We are not prepared to say that, considering all these facts, the jury might not, with some show of reason, have concluded that the rope did fall over the edge of the drum, and that the iron hook was broken by the sudden strain or jerk resulting from the check thus given to the speed of the rapidly-descending car. Under ordinary circumstances the proof in question would establish nothing more than simple neglect by the company to use proper precautions to guard against injuries to persons who might be casually exposed to possible danger, and would fail to establish the degree of culpability mentioned in the statute. But it was further in proof that the company had made no provision whatever to arrest the progress of a car that might become detached from the wire ropes intended to control its movements, and that it was not only possible but usual to provide against such accidents by the. erection, at the lower terminus of an inclined tramway, of what is known as a “buffer.” One witness, a civil engineer, testifies that by *642means of a “buffer” a locomotive running at the rate of ten miles per hour may be stopped without trouble or difficulty.
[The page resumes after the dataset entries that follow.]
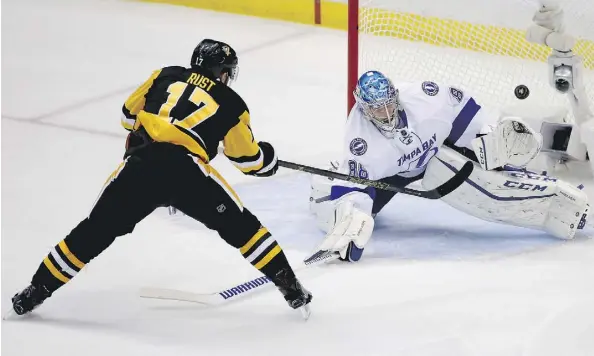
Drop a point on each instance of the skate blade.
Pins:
(9, 314)
(305, 311)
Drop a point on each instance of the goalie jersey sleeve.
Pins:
(188, 107)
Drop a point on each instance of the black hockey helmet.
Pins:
(216, 56)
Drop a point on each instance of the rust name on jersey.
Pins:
(201, 81)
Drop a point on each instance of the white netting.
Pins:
(478, 45)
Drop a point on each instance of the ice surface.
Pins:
(434, 282)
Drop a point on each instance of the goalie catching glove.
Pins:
(352, 227)
(512, 142)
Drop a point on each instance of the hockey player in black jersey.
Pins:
(177, 119)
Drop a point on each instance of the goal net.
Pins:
(476, 45)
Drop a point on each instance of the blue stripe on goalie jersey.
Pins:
(462, 121)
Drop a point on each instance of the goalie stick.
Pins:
(444, 189)
(236, 292)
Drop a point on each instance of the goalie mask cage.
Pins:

The jury might therefore have found that the company, with full knowledge of all these facts, persisted in the use of inferior machinery, and failed to have that properly arranged, and failed also to use reasonable precautions to provide against danger to the public, and especially to the inmates of the house leased by them to Claxton. The officers and agents of the company could not have been unaware of the danger to which the inmates of that house were constantly exposed; and yet the house was leased by the company to Claxton for the purpose of making profit out of the leasing, and the company still failed to use the usual and ordinary precautions to protect the inmates against a misadventure which might happen at any time. Under such a state of proof it was for the jury, and not for the court, to determine whether the company’s negligence was willful. (7 Bush, 235.) If it was willful in the statutory sense, then no negligence on the part of the deceased will operate to relieve the wrong-doer from civil responsibility. To make out a case under the statute, it must be shown that the conduct of the party in fault was such as to evidence reckless indifference to the safety of the public, or an intentional failure to perform a plain and manifest duty, in the performance of which the public or the party injured had an interest.

There must be such conduct as implies actual malice, or anti-social recklessness. (2 Duv. 557; 10 Bush, 667 and 263; 9 Bush, 532.)
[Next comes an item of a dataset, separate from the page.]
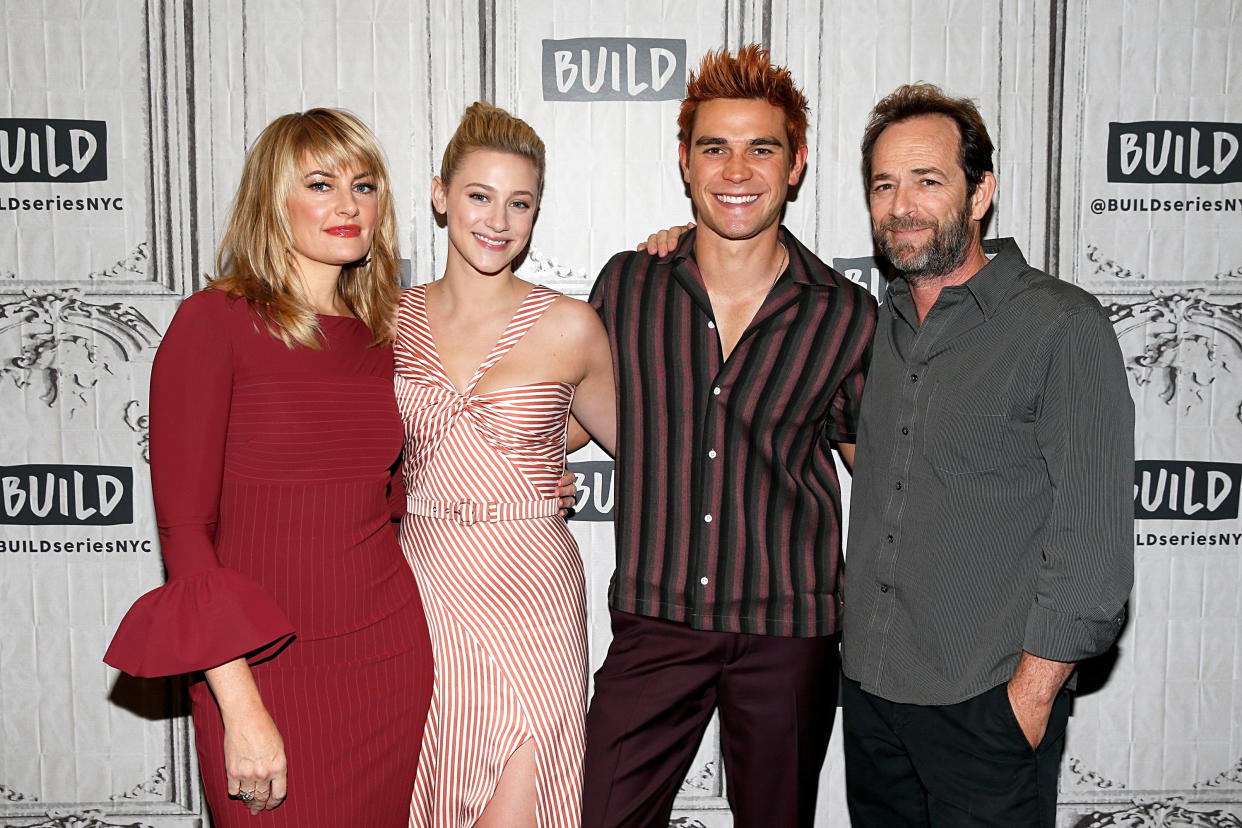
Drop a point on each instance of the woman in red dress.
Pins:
(275, 440)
And when this grade of negligence is established, the guilty . party must answer in damages, no matter how negligently the .person killed may have acted. This rule was distinctly announced in. the case of Mahoney’s adm’x (7 Bush, 235), on the authority of several preceding cases. It was followed in *643the ease of Digby v. Kenton Iron Co. (8 Bush, 167), and recognized in the still later case of Jacobs’ adm’r (10 Bush, 272.)

This conclusion obviates the necessity for inquiring how far the negligence of a parent may be imputed to a child six years of age, in an action prosecuted by the child or its personal representative, to recover for a personal injury resulting from the negligence of the parties sued.

We are of opinion the court erred in taking the case from the jury, by the peremptory instruction to find for the appellee.

The court below erred in refusing to permit the witnesses Daviess, Forbes, and Dillon, to answer questions touching the quality and strength of iron out of which the broken hook was made. These witnesses showed themselves to be experts, and their opinions -were admissible as evidence. It also erred in refusing to permit Daviess and Forbes to state their opinions as to the comparative safety of the inclines in use by the company, at the time the deceased was killed. They were experts on this subject, and their evidence would have tended to show that the incline in use at Kilgore’s was inferior in plan, construction, and arrangement.

Judgment reversed, and cause remanded for a-new trial1 on principles consistent with this opinion.